Overview

A Study Comparing BGB-3111 and Ibrutinib in Participants With Waldenström's Macroglobulinemia (WM)

Status:
Active, not recruiting
Trial end date:
2022-01-18
Target enrollment:
0
Participant gender:
All
Summary
This study is to evaluate the safety, efficacy and clinical benefit of BGB-3111 (Zanubrutinib) vs ibrutinib in participants with MYD88 Mutation Waldenström's Macroglobulinemia.
Phase:
Phase 3
Accepts Healthy Volunteers?
No
Details
Lead Sponsor:
BeiGene
Treatments:
Zanubrutinib
Criteria
Key Inclusion Criteria:

- Clinical and definitive histologic diagnosis of WM

- Measurable disease, requiring treatment

- Participants with no prior therapy for WM, must be considered inappropriate candidates
for treatment with a standard chemoimmunotherapy regimen

- Age ≥ 18 years old

- (ECOG) performance status of 0-2

- Adequate bone marrow function

- Adequate renal and hepatic function

- ECHO/MUGA demonstrating left ventricular ejection fraction (LVEF)≥ the lower limit of
institutional normal

- Subjects may be enrolled who relapse after autologous stem cell transplant if they are
at least 3 months after transplant, and after allogeneic transplant if they are at
least 6 months post transplant.

- Females of childbearing potential must agree to use highly effective forms of birth
control throughout the course of the study and at least up to 90 days after last dose
of study drug. Males must have undergone sterilization- vasectomy, or utilize a
barrier method

- Life expectancy of > 4 months

Key Exclusion Criteria:

- Prior exposure to a BTK inhibitor

- Evidence of disease transformation at the time of study entry

- Corticosteroids given with antineoplastic intent within 7 days, or chemotherapy given
with antineoplastic intent, targeted therapy, or radiation therapy within 3 weeks, or
antibody-based therapy within 4 weeks of the start of study drug

- Major surgery within 4 weeks of study treatment

- Toxicity of ≥ Grade 2 from prior anticancer therapy

- History of other active malignancies within 2 years of study entry, with exception of
(1) adequately treated in-situ carcinoma of cervix; (2) localized basal cell or
squamous cell carcinoma of skin; (3) previous malignancy confined and treated locally
with curative intent

- Currently active, clinically significant cardiovascular disease such as uncontrolled
arrhythmia, congestive heart failure, any Class 3 or 4 cardiac disease within 6 months
of screening

- QTcF prolongation (defined as a QTcF > 450 msec)
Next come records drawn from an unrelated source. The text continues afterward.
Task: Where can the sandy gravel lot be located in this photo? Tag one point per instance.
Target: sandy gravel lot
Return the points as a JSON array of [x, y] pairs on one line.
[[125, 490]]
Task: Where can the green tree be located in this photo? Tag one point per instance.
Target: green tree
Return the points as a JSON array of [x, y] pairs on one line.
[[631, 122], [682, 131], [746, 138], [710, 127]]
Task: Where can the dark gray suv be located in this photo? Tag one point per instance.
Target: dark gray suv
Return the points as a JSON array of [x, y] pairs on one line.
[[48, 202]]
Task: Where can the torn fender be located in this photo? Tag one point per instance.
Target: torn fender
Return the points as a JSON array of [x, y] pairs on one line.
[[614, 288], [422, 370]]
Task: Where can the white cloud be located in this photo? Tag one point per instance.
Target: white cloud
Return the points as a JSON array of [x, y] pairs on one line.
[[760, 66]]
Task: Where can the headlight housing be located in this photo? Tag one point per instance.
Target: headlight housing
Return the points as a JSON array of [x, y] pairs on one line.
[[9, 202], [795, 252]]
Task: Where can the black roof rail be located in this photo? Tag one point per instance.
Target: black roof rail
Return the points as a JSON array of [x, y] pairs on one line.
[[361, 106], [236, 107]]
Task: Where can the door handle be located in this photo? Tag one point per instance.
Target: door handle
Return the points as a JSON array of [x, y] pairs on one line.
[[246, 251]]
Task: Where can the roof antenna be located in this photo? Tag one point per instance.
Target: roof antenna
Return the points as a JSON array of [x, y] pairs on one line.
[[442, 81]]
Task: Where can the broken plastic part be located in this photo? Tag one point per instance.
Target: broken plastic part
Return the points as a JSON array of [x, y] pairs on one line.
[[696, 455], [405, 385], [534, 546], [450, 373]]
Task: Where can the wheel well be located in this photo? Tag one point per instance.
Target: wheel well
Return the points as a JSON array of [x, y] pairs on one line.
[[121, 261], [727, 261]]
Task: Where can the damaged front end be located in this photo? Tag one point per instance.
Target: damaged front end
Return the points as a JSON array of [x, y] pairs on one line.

- Active, clinically significant Electrocardiogram (ECG) abnormalities

- Unable to swallow capsules or disease significantly affecting gastrointestinal
function such as malabsorption syndrome, resection of the stomach or small bowel,
symptomatic inflammatory bowel disease, or partial or complete bowel obstruction

- Uncontrolled active systemic infection or recent infection requiring parenteral
anti-microbial therapy

- Known human immunodeficiency virus (HIV), or active hepatitis B or hepatitis C

- Pregnant or lactating women

- Any life-threatening illness, medical condition, organ system dysfunction, need for
profound anticoagulation, or bleeding disorder, which, in the investigator's opinion,
could compromise the subject's safety

- Any medications which are strong or moderate cytochrome P450, family 3, subfamily A
(CYP3A) inhibitors or strong CYP3A inducers

NOTE: Other protocol defined Inclusion/Exclusion criteria may apply.